In order to assess the unique reactivity of the amidyl radical in the O─H HAT process, we analyzed the reactivity of related xanthylsulfonamide 36 (Figure 3). The parent sulfonamide has a calculated N─H bond strength of 104 kcal/mol,9 which is somewhat lower than that of alkyl carboxylic acid O─H bonds. Indeed, in an attempted xanthylation of hexanoic acid using 36, no decarboxylative products were observed–a mixture of C─H functionalization products was formed instead.21 Furthermore, in an intermolecular competition between hexanoic acid and cyclohexane, xanthylsulfonamide 36 provided only cyclohexyl xanthate 10 (Figure 3A).

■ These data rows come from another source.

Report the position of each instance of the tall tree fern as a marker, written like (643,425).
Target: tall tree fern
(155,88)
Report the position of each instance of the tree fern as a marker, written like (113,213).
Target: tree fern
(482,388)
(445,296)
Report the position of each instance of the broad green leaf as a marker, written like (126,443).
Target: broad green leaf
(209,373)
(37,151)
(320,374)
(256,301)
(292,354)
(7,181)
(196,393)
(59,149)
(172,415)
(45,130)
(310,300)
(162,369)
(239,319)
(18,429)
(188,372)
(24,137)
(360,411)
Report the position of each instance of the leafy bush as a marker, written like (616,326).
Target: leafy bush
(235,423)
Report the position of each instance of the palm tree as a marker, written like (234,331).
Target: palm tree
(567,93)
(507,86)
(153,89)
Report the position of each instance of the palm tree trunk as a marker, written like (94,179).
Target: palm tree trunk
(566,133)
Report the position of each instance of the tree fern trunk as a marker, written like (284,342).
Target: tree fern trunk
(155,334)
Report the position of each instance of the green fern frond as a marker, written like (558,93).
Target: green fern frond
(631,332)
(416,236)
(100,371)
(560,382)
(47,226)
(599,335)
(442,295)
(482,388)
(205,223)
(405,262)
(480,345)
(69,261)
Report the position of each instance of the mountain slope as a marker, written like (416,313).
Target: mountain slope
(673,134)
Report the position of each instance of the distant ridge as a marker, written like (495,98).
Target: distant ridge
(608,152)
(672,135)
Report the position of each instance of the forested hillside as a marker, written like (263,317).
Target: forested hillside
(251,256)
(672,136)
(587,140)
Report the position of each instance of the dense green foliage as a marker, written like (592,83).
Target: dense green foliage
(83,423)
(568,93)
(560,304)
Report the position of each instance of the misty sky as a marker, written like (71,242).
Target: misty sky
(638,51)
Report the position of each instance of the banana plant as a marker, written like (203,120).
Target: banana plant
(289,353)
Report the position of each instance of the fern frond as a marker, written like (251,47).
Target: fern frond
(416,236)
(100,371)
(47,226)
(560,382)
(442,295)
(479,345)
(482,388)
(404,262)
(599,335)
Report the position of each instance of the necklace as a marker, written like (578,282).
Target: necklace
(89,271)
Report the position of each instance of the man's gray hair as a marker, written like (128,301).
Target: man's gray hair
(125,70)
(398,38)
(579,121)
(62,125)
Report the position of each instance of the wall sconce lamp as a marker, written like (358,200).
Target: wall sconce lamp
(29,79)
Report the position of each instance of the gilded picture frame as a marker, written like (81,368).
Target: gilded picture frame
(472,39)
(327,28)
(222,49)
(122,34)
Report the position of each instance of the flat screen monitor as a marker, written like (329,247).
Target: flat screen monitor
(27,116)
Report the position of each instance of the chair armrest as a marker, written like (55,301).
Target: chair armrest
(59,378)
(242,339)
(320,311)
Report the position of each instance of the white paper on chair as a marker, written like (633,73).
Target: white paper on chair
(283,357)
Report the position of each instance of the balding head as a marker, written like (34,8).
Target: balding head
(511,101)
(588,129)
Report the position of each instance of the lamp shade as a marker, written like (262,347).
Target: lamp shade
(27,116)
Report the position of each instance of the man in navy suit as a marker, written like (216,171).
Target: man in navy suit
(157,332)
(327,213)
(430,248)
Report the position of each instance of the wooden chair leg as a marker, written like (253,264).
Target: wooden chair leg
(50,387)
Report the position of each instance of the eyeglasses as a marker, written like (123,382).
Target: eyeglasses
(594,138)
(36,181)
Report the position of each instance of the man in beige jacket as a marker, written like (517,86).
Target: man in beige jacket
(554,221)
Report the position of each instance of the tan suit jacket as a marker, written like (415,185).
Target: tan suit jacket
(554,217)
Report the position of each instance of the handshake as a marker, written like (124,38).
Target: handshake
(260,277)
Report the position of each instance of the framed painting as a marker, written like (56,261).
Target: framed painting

In contrast, the same experiments using xanthylamides were selective for decarboxylative xanthylation with a selectivity (kO─H/kC─H) of 10 and 24 for reagents 1 and 2, respectively, correcting for the number of hydrogen atoms. This marked difference in reactivity profile between the amide and sulfonamide reagents offers opportunities for multi-site xanthylations of carboxylic acids. As an example, adamantane carboxylic acid was transformed to either the decarboxylative xanthylation product 18 or the C─H xanthylation product 37 simply by selecting the appropriate reagent (Figure 3B).
Figure 3.
Chemoselective O─H versus C─H HAT studies.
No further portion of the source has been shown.